Time magazine, on April 8, summarizes several interviews conducted with the signers of an open letter from international law experts raising concerns about war crimes in the Iran conflict.
Oona Hathaway, a professor at Yale Law School who served in the U.S. State Department and the Department of Defense, reminds us that war crimes were codified by the Geneva Convention of 1949. A threat to destroy civilian infrastructure and to destroy “a whole civilization” clearly violates those rules, because it is not connected to any lawful military objective.
Asked about U.S. Secretary of War Hegseth’s mid-March summation to show “no quarter, no mercy for our enemies,” New York University Law School professor Ryan Goodman, who served as special counsel for the Defense Department, says: “There is actually a very clear provision of the laws of war that apply to the threat itself. … The provision states that it’s prohibited to threaten violence against the civilian population and to spread terror among the civilian population through that threat of violence, and this is exactly the scenario that that provision has in mind.”

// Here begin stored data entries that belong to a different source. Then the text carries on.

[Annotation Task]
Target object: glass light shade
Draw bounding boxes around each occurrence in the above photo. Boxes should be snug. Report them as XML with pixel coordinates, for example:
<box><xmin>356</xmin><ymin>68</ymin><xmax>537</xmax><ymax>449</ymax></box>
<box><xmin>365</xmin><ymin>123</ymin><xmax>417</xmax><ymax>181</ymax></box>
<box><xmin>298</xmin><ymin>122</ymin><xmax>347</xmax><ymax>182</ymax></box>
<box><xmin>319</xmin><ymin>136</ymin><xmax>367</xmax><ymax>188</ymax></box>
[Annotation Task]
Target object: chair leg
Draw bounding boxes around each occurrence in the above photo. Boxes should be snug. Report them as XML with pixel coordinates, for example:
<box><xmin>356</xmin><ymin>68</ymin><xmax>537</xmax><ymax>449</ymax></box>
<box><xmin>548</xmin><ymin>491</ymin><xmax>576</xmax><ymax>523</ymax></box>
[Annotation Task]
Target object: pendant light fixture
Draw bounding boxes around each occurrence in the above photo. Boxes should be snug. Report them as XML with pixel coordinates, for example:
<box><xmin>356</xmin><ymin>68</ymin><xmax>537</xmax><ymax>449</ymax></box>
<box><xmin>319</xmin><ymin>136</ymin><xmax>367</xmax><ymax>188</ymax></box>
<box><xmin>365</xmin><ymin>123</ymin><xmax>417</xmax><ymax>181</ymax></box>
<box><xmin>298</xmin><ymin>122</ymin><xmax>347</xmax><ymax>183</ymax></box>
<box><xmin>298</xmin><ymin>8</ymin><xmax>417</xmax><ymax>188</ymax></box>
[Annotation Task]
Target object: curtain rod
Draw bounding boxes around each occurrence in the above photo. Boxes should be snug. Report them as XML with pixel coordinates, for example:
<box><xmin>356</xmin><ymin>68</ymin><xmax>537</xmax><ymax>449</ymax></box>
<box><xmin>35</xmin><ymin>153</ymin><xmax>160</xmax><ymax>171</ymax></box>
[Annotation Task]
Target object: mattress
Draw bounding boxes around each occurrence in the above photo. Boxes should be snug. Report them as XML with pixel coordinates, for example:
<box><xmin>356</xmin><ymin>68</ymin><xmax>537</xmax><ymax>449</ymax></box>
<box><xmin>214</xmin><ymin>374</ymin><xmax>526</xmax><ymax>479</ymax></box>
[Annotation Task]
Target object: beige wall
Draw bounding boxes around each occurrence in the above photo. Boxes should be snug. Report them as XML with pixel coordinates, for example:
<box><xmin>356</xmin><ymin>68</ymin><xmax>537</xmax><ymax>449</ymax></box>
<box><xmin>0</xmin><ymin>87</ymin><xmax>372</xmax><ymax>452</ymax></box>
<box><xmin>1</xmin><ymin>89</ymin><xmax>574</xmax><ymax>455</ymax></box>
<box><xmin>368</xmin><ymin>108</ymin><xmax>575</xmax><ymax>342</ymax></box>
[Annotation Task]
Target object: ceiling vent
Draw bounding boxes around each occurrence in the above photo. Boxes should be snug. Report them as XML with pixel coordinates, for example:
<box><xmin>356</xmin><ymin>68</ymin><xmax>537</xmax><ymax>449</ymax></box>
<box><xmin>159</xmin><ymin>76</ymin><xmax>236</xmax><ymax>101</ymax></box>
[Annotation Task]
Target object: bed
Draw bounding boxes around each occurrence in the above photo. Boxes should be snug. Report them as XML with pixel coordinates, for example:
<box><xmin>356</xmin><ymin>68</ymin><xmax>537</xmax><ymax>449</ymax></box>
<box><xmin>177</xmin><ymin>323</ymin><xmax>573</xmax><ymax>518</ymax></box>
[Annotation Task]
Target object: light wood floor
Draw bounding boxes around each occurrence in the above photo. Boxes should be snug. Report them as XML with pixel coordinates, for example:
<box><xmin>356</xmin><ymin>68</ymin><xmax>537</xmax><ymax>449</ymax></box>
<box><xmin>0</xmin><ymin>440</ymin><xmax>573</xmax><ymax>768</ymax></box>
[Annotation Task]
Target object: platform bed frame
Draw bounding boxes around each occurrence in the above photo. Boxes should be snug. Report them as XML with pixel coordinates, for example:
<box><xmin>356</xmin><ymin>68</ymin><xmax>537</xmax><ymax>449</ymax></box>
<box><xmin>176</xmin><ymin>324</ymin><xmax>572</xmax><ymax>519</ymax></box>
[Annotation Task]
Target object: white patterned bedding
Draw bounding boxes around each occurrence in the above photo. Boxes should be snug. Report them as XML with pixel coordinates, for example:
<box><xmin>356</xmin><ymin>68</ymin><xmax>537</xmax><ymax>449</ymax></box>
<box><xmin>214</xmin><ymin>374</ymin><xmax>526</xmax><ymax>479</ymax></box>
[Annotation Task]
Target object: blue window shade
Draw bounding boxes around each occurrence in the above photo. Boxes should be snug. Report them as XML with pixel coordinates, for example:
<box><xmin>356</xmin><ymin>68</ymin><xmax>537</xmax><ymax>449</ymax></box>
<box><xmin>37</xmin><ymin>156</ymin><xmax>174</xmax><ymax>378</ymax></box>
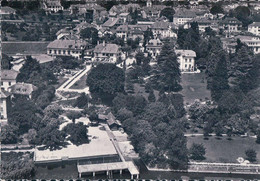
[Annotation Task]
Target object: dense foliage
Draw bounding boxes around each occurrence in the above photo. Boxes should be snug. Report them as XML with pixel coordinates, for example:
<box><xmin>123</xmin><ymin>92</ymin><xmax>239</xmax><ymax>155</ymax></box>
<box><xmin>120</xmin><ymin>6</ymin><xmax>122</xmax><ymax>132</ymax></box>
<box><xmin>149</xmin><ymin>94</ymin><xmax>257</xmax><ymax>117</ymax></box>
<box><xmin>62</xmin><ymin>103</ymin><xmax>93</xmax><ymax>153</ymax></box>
<box><xmin>87</xmin><ymin>63</ymin><xmax>125</xmax><ymax>95</ymax></box>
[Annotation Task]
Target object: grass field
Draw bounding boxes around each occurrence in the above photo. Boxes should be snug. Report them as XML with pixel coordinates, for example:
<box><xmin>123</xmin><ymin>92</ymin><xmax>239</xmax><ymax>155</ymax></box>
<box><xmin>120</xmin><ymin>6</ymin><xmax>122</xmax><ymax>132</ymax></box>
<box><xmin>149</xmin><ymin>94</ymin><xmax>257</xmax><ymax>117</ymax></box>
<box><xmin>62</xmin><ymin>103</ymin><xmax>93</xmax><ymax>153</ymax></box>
<box><xmin>187</xmin><ymin>136</ymin><xmax>260</xmax><ymax>163</ymax></box>
<box><xmin>70</xmin><ymin>74</ymin><xmax>88</xmax><ymax>89</ymax></box>
<box><xmin>2</xmin><ymin>41</ymin><xmax>49</xmax><ymax>55</ymax></box>
<box><xmin>181</xmin><ymin>72</ymin><xmax>211</xmax><ymax>104</ymax></box>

Asked if, under international law, the U.S. is responsible for the actions of Israel if it had knowledge of an attack that was a war crime, Harold Koh, a Yale Law professor who served for nearly four years as the Legal Advisor of the Department of State, says that, “if they intentionally aid and abet those attacks through the sharing of intelligence, then they are co-conspirators in the war crime.” Maybe Peter Thiel and Alex Karp whose IA firm Palantir is enabling mass targetting, could reflect on that.